The suspects, identified as retired justice M. Yahya Harahap and active justices Supraptini Sutarto and Marnis Kahar, allegedly accepted a Rp 196 million cash bribe while handling a land dispute case in 1998, Adi said.
But, Judge Rusman Dani Achmad of the South Jakarta District Court ordered Adi to stop his investigation into the case.
Adi went on to investigate similar cases, and it was revealed in late November that his team had questioned a senior Supreme Court official over another bribery case.
But, the most daring attempt to uphold justice was made by Army Maj. (ret) Ismail Putra, who testified in a July 11 hearing at the Central Jakarta District Court that former chief of the Indonesian Military Intelligence Body (BIA) Gen. Tyasno Sudarto knew and supported the production of Rp 19.2 billion in fake banknotes.
However, prosecutor Soejitno repeatedly refused to call Tyasno to the stand to clarify the matter, pushing lawyers to call Soejitno a coward.
It was likely, however, that the Indonesian judges had been independent enough when they dealt with drug cases.
Besides the one involving Soeharto's granddaughter-in-law, the Tangerang District Court had the courage to hand down death sentences to three local cocaine dealers on Aug. 22.
The defendants, Deni Setya Maharwan, 28, Ranni Andriani, 25, and Merika Franola alias Ola, 30, were declared guilty of being part of an international drug ring and attempting to smuggle cocaine out of Indonesia.
In January, February and August, the district court also handed down death sentences to five foreign drug traffickers, four of them Nepalese and one Angolan.
Another black mark for the Army was drug convict Second.
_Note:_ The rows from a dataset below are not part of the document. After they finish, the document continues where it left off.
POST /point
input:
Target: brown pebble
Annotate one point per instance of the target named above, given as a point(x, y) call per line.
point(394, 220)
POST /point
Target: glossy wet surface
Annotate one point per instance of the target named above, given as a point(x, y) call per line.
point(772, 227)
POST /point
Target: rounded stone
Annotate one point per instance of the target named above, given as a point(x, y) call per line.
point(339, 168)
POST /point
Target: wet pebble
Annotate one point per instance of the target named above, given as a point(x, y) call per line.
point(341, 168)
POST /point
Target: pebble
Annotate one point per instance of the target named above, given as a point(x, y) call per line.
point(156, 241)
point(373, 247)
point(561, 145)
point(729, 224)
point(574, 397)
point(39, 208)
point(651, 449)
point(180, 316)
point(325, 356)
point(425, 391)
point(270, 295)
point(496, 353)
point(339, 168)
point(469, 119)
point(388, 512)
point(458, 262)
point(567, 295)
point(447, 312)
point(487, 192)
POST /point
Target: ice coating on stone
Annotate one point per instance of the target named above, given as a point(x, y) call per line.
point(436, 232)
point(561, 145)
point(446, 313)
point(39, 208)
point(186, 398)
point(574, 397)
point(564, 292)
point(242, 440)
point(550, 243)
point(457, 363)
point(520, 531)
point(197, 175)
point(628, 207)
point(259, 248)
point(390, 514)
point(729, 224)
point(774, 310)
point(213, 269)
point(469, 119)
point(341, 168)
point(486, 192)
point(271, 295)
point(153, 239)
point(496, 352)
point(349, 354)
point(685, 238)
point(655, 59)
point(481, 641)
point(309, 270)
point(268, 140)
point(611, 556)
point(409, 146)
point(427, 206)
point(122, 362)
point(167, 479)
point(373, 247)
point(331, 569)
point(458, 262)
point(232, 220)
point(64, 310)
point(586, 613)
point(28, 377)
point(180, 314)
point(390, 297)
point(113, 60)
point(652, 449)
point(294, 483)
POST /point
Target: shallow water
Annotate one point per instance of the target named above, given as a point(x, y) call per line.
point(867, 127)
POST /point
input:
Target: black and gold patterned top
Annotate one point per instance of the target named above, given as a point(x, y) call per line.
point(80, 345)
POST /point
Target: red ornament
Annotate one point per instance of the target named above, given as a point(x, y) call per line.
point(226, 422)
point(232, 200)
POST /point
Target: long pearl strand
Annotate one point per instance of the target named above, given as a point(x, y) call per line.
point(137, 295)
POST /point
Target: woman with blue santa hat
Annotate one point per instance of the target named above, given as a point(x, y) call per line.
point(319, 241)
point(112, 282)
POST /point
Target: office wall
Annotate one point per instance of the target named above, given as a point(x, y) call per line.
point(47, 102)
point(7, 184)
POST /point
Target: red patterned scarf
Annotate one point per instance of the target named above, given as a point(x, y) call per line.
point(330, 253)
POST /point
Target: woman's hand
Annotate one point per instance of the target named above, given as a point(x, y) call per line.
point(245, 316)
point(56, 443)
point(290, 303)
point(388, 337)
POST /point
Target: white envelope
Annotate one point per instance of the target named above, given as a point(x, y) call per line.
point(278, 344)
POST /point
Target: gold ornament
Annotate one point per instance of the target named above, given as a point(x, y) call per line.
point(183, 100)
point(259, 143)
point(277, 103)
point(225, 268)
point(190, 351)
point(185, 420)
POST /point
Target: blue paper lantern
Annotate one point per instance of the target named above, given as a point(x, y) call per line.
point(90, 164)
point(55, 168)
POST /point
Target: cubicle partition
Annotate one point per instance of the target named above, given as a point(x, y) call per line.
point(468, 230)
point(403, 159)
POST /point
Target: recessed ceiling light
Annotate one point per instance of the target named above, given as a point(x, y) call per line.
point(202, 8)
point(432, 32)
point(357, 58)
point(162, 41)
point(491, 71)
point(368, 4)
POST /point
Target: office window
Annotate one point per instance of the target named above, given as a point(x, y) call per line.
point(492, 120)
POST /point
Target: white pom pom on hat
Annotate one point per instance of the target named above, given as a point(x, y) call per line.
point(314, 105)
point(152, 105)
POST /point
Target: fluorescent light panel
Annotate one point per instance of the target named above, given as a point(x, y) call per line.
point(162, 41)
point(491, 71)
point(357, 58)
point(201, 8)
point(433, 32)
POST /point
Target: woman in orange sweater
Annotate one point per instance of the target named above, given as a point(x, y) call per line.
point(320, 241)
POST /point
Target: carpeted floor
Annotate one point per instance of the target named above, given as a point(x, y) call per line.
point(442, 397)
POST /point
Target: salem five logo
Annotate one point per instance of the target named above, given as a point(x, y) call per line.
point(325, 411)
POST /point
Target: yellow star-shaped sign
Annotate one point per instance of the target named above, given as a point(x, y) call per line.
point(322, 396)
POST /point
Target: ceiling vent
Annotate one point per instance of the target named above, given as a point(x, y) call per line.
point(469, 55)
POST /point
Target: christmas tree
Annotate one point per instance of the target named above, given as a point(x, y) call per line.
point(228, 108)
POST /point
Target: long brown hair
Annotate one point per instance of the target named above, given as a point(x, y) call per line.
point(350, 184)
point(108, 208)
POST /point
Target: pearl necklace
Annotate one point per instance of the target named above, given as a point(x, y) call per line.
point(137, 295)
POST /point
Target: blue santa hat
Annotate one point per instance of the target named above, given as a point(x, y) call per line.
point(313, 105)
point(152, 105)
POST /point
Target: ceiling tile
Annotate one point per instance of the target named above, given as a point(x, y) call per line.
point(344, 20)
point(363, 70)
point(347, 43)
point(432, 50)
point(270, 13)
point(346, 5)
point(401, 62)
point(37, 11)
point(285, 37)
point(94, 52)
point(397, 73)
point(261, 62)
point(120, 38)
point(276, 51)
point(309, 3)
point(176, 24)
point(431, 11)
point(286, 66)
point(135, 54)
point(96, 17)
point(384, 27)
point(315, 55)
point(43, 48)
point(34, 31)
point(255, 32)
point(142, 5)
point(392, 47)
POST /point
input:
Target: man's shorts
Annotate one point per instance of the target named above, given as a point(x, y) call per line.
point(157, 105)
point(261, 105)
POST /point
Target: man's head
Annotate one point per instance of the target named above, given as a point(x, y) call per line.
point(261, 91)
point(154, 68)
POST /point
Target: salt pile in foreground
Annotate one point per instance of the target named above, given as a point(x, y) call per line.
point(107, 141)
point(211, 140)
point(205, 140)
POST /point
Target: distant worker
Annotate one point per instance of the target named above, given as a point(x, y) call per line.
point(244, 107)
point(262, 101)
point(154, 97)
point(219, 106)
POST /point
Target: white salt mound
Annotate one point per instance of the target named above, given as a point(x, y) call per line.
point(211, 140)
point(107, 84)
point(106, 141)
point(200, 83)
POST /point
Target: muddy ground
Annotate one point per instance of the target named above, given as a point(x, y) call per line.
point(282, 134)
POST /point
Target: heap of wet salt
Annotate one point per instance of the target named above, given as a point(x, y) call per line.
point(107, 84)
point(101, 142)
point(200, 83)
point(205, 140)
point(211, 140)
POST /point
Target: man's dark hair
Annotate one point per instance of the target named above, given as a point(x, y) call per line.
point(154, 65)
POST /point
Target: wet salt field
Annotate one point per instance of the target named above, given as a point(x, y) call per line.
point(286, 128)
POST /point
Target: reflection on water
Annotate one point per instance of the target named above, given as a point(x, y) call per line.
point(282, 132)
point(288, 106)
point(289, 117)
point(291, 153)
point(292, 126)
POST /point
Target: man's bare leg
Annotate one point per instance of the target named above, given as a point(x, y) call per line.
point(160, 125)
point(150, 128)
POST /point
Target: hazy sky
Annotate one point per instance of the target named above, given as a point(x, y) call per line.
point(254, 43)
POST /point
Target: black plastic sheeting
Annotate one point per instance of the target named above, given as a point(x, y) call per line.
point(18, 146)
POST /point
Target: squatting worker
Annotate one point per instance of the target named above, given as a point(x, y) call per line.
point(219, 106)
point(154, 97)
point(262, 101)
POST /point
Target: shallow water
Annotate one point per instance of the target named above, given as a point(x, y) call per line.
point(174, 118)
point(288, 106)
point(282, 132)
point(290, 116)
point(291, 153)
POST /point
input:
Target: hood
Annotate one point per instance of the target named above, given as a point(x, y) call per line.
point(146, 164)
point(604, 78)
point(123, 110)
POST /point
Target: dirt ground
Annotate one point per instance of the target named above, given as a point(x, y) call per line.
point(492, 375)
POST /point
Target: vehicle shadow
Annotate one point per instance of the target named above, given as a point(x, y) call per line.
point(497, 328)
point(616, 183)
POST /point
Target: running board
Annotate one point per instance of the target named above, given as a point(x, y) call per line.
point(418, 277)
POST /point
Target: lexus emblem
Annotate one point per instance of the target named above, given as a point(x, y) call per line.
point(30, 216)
Lt. Agus Isrok of the Army's Special Forces (Kopassus).
The Jakarta Military High Court may have reduced his jail sentence over his drug case and reinstated him as an Army officer, but the general public will not easily forget that a military court had discharged Agus over drugs from the Army on June 22, in addition to sentencing him to four years in prison and fining him Rp 10 million ($1,052).
Agus, the eldest son of former Army chief Gen. Subagyo Hadisiswoyo and an active member of Kopassus Group IV for intelligence operations in Cijantung, East Jakarta, was found guilty by the military court of possessing narcotics and psychotropic substances on Aug. 8 last year.
The West Jakarta District Court sentenced former television actress, Zarina Mirafsur, on June 29, to three years in prison and fined her Rp 7.5 million ($882) for possessing one gram of shabu-shabu on Oct. 1 last year.
Zarina was earlier sentenced by the same court in 1997 to four years imprisonment for a drug offense.
The latest drug case involving a celebrity was that of comedian Sudarmadji, popularly known as Doyok, who was sentenced earlier this month to a one-year jail term for the illegal use of 0.5 grams of shabu-shabu on Nov. 20.